Дзержинский не отозвался.
— Вам известно, что именно меня привело сюда?
— Догадаться не трудно.
Пауза затянулась. Дан знал о слабости Железного Феликса: самую махровую контру он всегда пытается наставить на путь истинный. Так в чем же дело? Боится скрестить шпаги?
— Вы не знали погибших? Они вам не дороги? — повысил голос Дан. — Вы не знали Загорского?
Дзержинский не ответил. Только едва слышго вздохнул, привычно сдерживаясь.
— Я пришел, чтобы доказать свое презрение к расстрелу, вашему главному оружию в борьбе идей. Я пришел, чтобы своей гибелью еще раз подчеркнуть ваш произвол. Вы лишили себя трезвой критики со стороны других революционных партий. Мы не биты вами в свободной дискуссии, мы вами просто уничтожены, перебиты и перестреляны.
— Что ж, вы, должно быть, правы. По-своему. — «По-своему» Дзержинский произнес с нажимом. — Была и ваша критика, была и свободная дискуссия, а кровь между тем лилась, и пришло время поставить вопрос прямо. Что лучше? Посадить в тюрьму сотни изменников, кадетов, меньшевиков, эсеров, выступающих с оружием, заговором, агитацией против Советской власти, то есть за Деникина? Или довести дело до того, чтобы позволить Колчаку и Деникину перебить, перестрелять, перепороть до смерти десятки тысяч рабочих и крестьян? Выбор не труден. Вопрос стоит так, и только так. Это слова Ленина. И парод их понял и принял.
— Народ слеп, труслив, податлив как воск. Силой оружия, жестоких расправ его можно удерживать в повиновении сколько угодно!
— Вон как эсеры заговорили, — усмехнулся Дзержинский. — Почему его не удержала в повиновении царская Россия? Мало было расправ, расстрелов, виселиц? Почему его не удержали военно-полевые суды, карательные отряды, расстрелы на месте у Колчака и Деникина? Народ изнемогал, обливаясь кровью, и продолжал свой выбор. А услуги ему предлагали все и с пушкой, и с пряником, и с запада, и с востока. Но он выбрал Советскую власть в партию большевиков. Без народа никакие чрезвычайные меры, никакие ЧК не смогли бы спасти революцию, в этом уж поверьте мне!

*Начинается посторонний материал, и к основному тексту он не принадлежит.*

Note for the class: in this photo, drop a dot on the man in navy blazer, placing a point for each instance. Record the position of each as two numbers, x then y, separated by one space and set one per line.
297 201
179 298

— Чем же вы взяли тогда, какими такими благами, какими свободами? Слова? Печати? Собраний? — Дан давился ехидством.
— Об этом надо спросить каждого, кто воевал за Советскую власть. Всё знают только все. Спросите солдата, рабочего, крестьянина, спросите интеллигенцию — чем взяли? Почему, за что они шли в бой с нами? Годы кровопролития позволили каждому увидеть истину. А от себя лично могу добавить, что взяли мы также и тем, что имели перед собой врага не только на фронте, но и в тылу, врага откровенного, убедительного, вроде вас. Вы помогали нам раскрывать народу глаза своими попытками возврата всех старых мерзостей, с помощью своих мятежей, кровавой расправы с рабочими. Вспомните баржи трупов на Волге в дни вашего путча в Ярославле. Колчак и Деникин на фронте, меньшевики, эсеры, анархисты в тылу, — вот кто негативно помогал объединению наших сил, а значит, и нашей победе.